The Story of Gulliver
CATEGORY: Books For Children
In the autumn of 2010 I was invited to give a talk in Turin, to students of the Scuola Holden, the creative writing school set up there by Alessandro Baricco. During the course of my visit, one of the directors of the school, Marta Trucco, told me about a project they had rececently undertaken: a series of books called Save the Story. The idea had been Alessandro Baricco’s, and it was quite simple: to commission a number of writers from Italy (Umberto Eco, Stefano Benni) and elsewhere (Dave Eggers, Ali Smith) to re-tell one of their favourite works of classic literature as a children’s story.
Behind the project was the slightly elegaic feeling that some of the greatest, most primal and archetypal stories in world literature were in danger of slipping out of the collective memory. Baricco’s idea was that these narratives could be re-invented as bedtime stories, each one of which could be read aloud, over a period of a week or so, to children of perhaps eight or nine.
I was delighted to take part in the project, and even more delighted that no one had already bagged one of my favourite works from the eighteenth century: Swift’s Gulliver’s Travels.

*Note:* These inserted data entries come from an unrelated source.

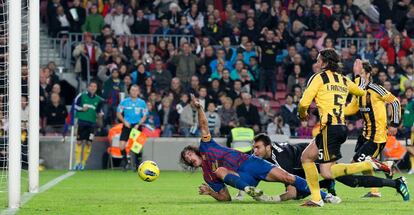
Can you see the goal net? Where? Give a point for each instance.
(18, 78)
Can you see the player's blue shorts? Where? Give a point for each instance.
(254, 170)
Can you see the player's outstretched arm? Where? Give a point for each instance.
(222, 195)
(202, 119)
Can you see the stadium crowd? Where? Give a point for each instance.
(247, 61)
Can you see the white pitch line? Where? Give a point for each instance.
(27, 196)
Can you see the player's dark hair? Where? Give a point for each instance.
(332, 60)
(186, 164)
(367, 66)
(264, 138)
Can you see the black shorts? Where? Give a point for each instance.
(125, 132)
(329, 141)
(86, 133)
(366, 148)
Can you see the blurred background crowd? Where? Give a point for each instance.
(247, 61)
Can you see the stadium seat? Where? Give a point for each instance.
(281, 87)
(279, 138)
(256, 102)
(280, 95)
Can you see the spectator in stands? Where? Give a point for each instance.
(269, 49)
(236, 73)
(212, 30)
(176, 89)
(394, 79)
(91, 51)
(294, 77)
(56, 88)
(168, 118)
(140, 24)
(186, 63)
(407, 79)
(56, 114)
(111, 89)
(148, 88)
(51, 15)
(214, 91)
(25, 109)
(335, 31)
(109, 7)
(164, 29)
(352, 132)
(251, 30)
(60, 24)
(408, 21)
(289, 113)
(220, 60)
(76, 16)
(362, 25)
(278, 126)
(298, 15)
(189, 121)
(214, 122)
(94, 22)
(249, 112)
(203, 75)
(152, 126)
(194, 86)
(304, 131)
(396, 46)
(316, 20)
(228, 116)
(119, 21)
(195, 17)
(248, 53)
(266, 115)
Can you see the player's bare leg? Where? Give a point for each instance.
(309, 155)
(232, 178)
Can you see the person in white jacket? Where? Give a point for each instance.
(119, 21)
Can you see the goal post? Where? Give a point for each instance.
(34, 28)
(14, 70)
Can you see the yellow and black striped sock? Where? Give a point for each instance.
(349, 169)
(311, 173)
(78, 152)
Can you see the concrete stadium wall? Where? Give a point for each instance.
(164, 151)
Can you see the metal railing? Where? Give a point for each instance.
(64, 46)
(359, 42)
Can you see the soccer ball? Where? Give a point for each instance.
(148, 171)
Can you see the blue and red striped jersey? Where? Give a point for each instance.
(214, 155)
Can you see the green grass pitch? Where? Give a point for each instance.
(116, 192)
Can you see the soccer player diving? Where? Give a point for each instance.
(222, 165)
(329, 88)
(288, 156)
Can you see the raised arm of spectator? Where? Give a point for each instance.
(407, 42)
(321, 40)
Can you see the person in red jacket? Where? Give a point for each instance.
(398, 46)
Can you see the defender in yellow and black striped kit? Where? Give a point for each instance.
(372, 107)
(329, 88)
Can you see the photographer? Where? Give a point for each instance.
(278, 126)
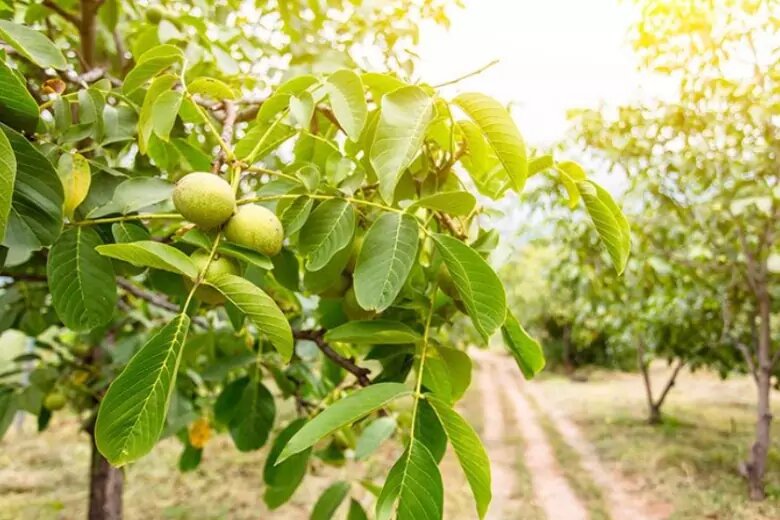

I set to work and wrote my version in the first few weeks of 2011.
Gulliver’s Travels is unusual among the classics of English-language literature in that it already has a second life as a children’s book. I was given one of these abridgements myself when I was about ten years old, but only managed to read the first few pages. I knew there was an intriguing story to be found in there somewhere, about a mariner who gets shipwrecked in a land of giants and a land of little people, but no attempt had been made to make Swift’s language more accessible for children: at the time I found it unreadably dry and difficult.
A few years later, in my late teens, I was beginning to develop a taste for eighteenth-century literature, especially anything in a comic or satirical vein. That was when I read Gulliver’s Travels properly for the first time, and realised, of course, that it was one of the greatest satires not just of its time, but of any era.
For my re-telling, I was determined to keep all four sections of the narrative: many children’s versions of Gulliver only retain the first and second, but the third (mainly concerned with the flying island of Laputa) is hilarious, and the fourth (Gulliver’s visit to the land of the Yahoos and the talking horses) is where you find the book’s dark, merciless heart. And since Swift leaves us with such a sense of profound and aching ambiguity about where humankind should be placed on the spectrum between animalistic savagery and sublime rationality, I felt it right that my version should end not with a statement, but with a question.
I wasn’t familiar with the work of Sara Oddi before she supplied her illustrations, but I think they are wonderful: a perfect match between text and image.